One after another, cameras catch red light runners in St. Petersburg.
"If they do this type of driving and they get away with it time after time after time there is not a tendency for them to improve their driving," said St.Petersburg Police spokesman Mike Puetz.
The videos make the veteran cop cringe.
"Sooner or later, that can result in a very serious accident," he said.
Each week, police release videos of the worst of the red light camera runners. Their hope? To get people to pay attention.
The videos caught Ron Fulton's attention and he doesn't like what he sees.
"There has got to be a better way than invading privacy. To me, that is what it is," he said.
Fulton got a ticket and while he will acknowledge the close calls, he is worried about the invasion of privacy.

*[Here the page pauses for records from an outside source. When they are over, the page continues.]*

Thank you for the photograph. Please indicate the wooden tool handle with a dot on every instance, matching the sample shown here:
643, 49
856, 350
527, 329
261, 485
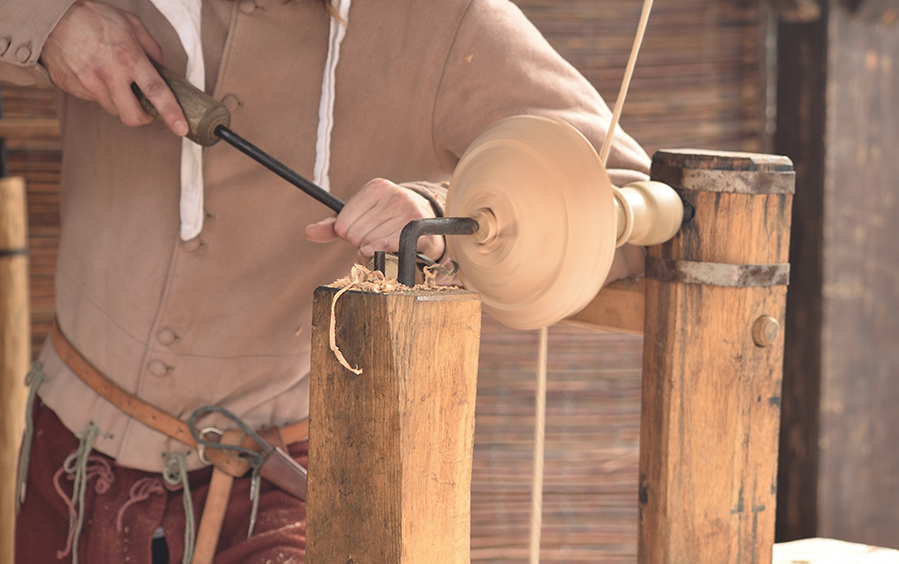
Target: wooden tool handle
204, 113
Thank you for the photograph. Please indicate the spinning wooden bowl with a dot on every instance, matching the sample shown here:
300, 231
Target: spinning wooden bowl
548, 220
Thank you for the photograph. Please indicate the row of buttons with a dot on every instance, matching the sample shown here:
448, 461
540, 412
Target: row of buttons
167, 336
157, 367
23, 53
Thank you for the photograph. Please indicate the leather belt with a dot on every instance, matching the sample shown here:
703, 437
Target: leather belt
159, 420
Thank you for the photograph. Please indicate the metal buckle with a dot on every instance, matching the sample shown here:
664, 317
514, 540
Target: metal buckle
201, 448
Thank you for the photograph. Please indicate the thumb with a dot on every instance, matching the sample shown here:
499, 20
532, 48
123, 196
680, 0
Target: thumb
321, 232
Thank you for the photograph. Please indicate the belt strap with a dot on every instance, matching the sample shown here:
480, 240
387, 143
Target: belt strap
148, 414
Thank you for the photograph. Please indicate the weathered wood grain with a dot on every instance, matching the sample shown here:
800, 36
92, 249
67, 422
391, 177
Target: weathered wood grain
711, 396
391, 448
15, 349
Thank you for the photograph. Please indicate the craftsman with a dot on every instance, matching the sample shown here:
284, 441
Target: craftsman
185, 276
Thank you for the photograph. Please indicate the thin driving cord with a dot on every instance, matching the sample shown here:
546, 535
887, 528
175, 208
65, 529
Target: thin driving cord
539, 434
540, 422
625, 84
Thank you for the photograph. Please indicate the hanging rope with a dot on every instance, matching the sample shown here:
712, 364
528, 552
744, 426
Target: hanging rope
539, 435
540, 423
626, 83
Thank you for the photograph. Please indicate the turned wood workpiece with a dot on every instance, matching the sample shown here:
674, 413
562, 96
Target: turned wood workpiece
713, 361
391, 448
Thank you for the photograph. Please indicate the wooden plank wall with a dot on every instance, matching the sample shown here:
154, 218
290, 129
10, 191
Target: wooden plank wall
700, 83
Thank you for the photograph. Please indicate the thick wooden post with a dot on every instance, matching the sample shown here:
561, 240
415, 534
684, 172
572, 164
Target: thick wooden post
15, 349
390, 448
713, 357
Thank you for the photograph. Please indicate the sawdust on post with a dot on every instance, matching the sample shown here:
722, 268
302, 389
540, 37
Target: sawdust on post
365, 280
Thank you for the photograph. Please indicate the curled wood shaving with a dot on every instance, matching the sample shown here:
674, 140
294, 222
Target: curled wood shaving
365, 280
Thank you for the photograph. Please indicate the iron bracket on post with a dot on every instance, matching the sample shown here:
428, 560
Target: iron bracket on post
420, 227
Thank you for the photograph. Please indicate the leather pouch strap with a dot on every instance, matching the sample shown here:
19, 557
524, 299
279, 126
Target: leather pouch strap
130, 404
158, 419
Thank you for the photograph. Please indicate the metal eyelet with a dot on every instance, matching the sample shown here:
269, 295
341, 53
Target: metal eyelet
201, 448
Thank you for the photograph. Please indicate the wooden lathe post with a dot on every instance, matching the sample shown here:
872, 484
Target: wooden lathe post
713, 358
15, 349
391, 448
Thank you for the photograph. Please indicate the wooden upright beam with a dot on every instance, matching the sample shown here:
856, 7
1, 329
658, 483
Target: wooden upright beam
713, 356
15, 349
391, 448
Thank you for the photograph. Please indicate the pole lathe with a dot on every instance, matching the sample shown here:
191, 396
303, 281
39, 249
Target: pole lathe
390, 456
381, 449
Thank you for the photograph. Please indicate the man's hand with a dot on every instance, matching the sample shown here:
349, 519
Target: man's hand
373, 219
96, 51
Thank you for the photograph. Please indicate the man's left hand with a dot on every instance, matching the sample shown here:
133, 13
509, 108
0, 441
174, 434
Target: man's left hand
373, 219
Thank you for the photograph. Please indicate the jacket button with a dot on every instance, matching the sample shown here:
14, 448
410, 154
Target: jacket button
23, 53
166, 336
157, 368
192, 245
231, 102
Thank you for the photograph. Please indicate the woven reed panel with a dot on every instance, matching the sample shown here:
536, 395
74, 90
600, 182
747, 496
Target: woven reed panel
699, 83
38, 160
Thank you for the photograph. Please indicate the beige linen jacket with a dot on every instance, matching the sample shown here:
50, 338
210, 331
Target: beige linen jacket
225, 318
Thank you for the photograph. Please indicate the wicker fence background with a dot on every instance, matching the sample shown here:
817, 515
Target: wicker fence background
700, 82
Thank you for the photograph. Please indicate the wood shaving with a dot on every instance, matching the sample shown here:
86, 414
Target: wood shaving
365, 280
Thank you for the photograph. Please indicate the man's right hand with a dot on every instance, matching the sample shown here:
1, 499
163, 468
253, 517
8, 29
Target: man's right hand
96, 51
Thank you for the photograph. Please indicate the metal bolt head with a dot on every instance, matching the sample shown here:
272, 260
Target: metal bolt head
765, 331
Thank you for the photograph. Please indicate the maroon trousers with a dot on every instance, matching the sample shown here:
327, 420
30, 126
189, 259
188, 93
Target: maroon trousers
123, 507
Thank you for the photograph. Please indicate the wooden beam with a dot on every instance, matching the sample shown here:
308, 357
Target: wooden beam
713, 360
391, 448
15, 349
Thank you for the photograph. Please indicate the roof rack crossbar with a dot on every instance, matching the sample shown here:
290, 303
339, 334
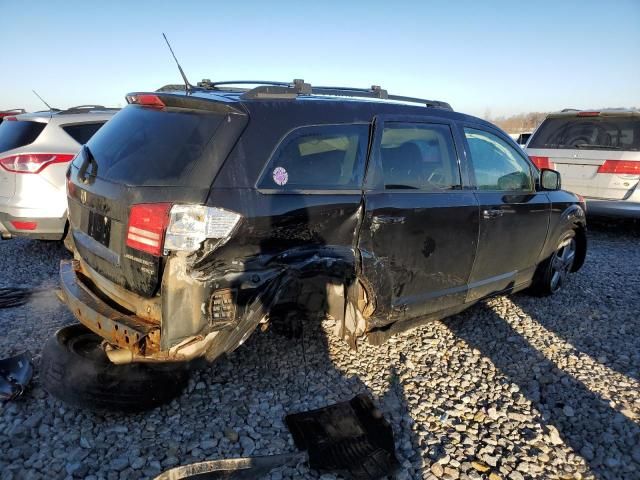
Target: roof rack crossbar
267, 90
84, 108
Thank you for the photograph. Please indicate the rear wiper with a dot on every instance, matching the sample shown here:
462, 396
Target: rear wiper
87, 160
594, 145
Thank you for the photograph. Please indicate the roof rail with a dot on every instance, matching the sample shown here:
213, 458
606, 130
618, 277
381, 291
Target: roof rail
270, 89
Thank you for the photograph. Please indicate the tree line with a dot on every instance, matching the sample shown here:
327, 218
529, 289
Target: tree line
522, 122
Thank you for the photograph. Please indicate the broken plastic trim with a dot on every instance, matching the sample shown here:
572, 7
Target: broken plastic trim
348, 437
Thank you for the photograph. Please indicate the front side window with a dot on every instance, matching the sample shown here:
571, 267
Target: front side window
418, 156
496, 164
321, 157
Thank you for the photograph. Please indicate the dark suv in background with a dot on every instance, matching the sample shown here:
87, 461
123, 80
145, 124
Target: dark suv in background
197, 215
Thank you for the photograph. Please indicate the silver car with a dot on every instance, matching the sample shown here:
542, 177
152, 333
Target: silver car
597, 153
35, 151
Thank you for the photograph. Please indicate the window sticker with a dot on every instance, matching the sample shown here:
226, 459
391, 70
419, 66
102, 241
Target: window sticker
280, 176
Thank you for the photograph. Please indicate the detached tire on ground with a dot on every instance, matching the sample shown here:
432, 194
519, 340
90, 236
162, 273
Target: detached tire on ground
75, 369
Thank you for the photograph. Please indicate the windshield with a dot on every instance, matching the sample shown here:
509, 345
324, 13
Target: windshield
613, 133
15, 134
145, 146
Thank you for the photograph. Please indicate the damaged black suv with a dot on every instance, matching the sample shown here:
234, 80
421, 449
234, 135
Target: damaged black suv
199, 215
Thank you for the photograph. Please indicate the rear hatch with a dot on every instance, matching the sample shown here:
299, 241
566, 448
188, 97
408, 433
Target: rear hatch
160, 149
15, 133
597, 154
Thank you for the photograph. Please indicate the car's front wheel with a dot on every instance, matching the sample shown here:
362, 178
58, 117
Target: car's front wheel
552, 273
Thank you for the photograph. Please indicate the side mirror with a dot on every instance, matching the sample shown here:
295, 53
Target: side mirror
550, 179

We showed Julianna Bertrand the same video. At first, she too was opposed to cameras.
"It is a tough, tough decision," she said.
But after watching even more close calls, she sort of changed her mind.
"After I saw that, I definitely think they should be in some areas with more traffic," she said.
Police said they are working. In the past year, red light camera tickets have dropped by 29 percent.
They say it isn't about the money.
"It is designed to save lives," Puetz said.
And he said to make the roads safer for the rest of us.
"It is always just a little satisfaction a little bit of justice to see somebody get captured and caught and have to pay some penalty as a result," he said.